Namun, pada praktiknya muncul fenomena perjanjian pinjam nama (nominee agreement) dalam kepemilikan tanah antara WNA sebagai Beneficiery terhadap WNI sebagai Nominee.
“Akhirnya, nominee (WNI) menjadi pihak yang tercatat dalam Sertifikat Hak Milik (SHM),” terang Hakim Agung Mahkamah Agung Republik Indonesia I Gusti Agung Sumanatha pada diskusi publik, Jakarta, Selasa, (18/2/2020).
I Gusti menjelaskan, nominee tercatat secara hukum atau sebagai legal owner yang hanya dapat bertindak terbatas sesuai dengan perjanjian atau perintah dari beneficiery.
Sedangkan, beneficiery menjadi pihak yang tak tercatat secara hukum sebagai pemilik tanah namun menikmati setiap keuntungan dan manfaat dari tindakan yang dilakukan nominee.
Selain itu, beneficiery juga memiliki kuasa penuh untuk memerintah pihak nominee.
Konsep nominee kemudian melahirkan dua jenis kepemilikan tanah, yakni pemilik yang tercatat dan diakui secara hukum (legal owner) dan pemilik yang sebenarnya (beneficiery) menikmati setiap keuntungan serta kerugian yang timbul dari benda yang ia miliki atas perbuatan legal owner.
Secara hukum, nominee atau legal owner menjadi pemegang hak yang sah atas benda yang dimiliki oleh beneficiery.
Sehingga, pihak nominee atau legal owner memiliki hak dalam mengalihkan, menjual, membenani, menjaminkan, serta melakukan tindakan apa saja atas benda yang dimiliki oleh beneficiery.
“Pihak beneficiery jadi tak diakui sebagai pemilik atas benda (tanah dan bangunan) secara hukum,” ucap I Gusti.

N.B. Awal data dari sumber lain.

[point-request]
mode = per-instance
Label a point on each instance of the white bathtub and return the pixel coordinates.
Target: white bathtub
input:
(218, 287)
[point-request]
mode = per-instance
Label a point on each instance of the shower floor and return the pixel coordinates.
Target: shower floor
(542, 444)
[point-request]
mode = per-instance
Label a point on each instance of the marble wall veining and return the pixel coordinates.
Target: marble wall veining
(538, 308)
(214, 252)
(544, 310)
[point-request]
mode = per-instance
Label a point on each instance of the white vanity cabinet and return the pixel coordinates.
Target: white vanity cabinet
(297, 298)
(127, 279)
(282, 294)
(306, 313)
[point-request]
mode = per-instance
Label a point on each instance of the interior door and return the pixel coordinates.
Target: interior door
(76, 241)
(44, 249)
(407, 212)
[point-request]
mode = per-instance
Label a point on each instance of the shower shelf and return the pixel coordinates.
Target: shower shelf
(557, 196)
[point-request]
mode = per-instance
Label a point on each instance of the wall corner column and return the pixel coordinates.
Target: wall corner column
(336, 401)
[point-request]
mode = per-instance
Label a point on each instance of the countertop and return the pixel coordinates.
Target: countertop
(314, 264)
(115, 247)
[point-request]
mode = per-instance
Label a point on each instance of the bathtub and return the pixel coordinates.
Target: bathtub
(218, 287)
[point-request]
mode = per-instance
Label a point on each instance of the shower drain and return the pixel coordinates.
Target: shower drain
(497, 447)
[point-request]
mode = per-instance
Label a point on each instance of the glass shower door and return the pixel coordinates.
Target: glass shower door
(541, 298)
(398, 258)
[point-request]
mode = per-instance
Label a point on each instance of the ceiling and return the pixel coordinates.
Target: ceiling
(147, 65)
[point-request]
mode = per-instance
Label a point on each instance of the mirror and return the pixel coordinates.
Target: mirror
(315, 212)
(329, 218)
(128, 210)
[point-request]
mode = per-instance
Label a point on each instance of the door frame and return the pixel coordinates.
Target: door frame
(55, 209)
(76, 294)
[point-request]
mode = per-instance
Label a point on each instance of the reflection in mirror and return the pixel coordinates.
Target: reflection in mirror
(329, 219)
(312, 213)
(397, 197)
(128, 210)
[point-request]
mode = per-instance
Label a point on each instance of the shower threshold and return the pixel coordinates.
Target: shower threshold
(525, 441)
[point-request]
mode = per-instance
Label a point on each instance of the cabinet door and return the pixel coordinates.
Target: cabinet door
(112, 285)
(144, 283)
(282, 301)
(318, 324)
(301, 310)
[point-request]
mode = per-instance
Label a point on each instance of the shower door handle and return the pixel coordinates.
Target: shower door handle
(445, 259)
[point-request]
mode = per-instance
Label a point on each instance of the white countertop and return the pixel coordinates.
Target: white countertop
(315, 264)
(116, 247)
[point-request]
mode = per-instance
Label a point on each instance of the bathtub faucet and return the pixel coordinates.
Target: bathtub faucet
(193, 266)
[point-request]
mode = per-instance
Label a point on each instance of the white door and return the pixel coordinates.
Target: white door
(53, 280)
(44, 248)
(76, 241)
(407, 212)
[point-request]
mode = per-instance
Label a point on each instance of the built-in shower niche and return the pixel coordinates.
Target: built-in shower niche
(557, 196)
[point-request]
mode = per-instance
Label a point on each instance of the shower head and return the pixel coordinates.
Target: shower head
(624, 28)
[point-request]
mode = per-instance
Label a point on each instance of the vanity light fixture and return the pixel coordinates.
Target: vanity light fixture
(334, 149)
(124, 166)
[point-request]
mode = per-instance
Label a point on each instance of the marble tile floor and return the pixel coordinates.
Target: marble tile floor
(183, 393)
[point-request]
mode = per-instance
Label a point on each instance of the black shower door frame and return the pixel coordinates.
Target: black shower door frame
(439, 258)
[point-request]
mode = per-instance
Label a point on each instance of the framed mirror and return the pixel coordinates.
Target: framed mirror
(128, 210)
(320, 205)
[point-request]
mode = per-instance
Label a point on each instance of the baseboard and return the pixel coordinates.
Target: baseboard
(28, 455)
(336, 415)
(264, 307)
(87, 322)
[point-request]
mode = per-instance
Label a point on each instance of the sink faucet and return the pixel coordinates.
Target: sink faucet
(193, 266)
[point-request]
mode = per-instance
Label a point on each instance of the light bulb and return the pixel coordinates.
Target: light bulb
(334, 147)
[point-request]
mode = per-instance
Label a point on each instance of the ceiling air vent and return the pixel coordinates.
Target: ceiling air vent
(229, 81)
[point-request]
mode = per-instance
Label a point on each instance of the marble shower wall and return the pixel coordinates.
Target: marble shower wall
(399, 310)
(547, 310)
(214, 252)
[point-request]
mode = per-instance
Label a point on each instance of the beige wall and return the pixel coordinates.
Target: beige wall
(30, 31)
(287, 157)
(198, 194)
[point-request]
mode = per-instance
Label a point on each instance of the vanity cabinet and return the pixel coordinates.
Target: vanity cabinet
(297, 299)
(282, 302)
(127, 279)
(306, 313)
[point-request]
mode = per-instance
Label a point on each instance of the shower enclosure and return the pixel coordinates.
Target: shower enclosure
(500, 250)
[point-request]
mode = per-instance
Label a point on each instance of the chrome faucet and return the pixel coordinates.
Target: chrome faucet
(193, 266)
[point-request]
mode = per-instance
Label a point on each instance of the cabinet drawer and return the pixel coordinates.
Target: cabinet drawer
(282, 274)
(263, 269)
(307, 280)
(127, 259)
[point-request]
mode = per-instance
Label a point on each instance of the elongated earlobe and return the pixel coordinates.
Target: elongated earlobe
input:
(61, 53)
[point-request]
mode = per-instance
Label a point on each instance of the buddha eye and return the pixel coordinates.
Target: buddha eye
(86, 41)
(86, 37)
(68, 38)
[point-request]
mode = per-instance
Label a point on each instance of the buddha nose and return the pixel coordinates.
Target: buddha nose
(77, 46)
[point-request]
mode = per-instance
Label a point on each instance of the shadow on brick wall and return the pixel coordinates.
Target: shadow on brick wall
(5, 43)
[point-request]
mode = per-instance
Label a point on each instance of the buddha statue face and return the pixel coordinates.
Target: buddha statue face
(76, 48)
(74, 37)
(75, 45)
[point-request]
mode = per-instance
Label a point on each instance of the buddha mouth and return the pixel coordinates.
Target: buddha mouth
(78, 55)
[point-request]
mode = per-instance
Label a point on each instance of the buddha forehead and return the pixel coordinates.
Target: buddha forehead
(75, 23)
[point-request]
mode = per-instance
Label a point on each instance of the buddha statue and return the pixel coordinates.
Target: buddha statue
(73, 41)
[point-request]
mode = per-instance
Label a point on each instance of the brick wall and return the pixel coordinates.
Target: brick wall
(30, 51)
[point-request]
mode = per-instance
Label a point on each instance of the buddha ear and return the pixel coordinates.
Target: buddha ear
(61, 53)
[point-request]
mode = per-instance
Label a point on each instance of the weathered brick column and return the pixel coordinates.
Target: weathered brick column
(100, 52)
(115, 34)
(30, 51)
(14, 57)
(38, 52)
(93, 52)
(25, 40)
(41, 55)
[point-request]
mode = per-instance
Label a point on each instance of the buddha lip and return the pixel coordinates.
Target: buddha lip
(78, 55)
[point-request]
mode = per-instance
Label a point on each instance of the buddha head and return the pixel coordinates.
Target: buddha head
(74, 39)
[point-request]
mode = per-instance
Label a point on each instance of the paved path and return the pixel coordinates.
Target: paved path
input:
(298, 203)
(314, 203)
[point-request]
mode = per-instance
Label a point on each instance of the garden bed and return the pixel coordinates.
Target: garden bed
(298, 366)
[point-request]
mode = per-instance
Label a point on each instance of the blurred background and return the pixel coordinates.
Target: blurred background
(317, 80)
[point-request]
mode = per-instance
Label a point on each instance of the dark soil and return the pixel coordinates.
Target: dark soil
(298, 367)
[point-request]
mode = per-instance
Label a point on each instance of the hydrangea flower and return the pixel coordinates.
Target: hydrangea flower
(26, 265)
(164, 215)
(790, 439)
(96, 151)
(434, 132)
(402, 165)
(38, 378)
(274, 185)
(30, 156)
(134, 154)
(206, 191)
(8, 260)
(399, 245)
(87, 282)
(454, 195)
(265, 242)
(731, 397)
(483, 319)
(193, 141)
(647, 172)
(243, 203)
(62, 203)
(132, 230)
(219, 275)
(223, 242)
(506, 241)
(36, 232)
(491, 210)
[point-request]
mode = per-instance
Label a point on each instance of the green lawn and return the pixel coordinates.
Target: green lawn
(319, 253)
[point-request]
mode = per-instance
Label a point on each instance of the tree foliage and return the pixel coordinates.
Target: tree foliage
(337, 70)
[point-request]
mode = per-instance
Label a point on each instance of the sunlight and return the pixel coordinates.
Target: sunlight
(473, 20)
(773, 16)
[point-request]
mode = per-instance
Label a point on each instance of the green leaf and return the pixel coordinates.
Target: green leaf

Untuk itu, Mahkamah Agung RI secara tegas tak mengakui perjanjian pinjam nama (nominee agreement) dalam kepemilikan tanah.
Alasannya, hal tersebut merupakan bentuk penyelundupan hukum (wetsontduiking/fraus legis) dan juga ingin melindungi kepentingan warga negara Indonesia dan kepentingan ekonomi Indonesia pada umumnya.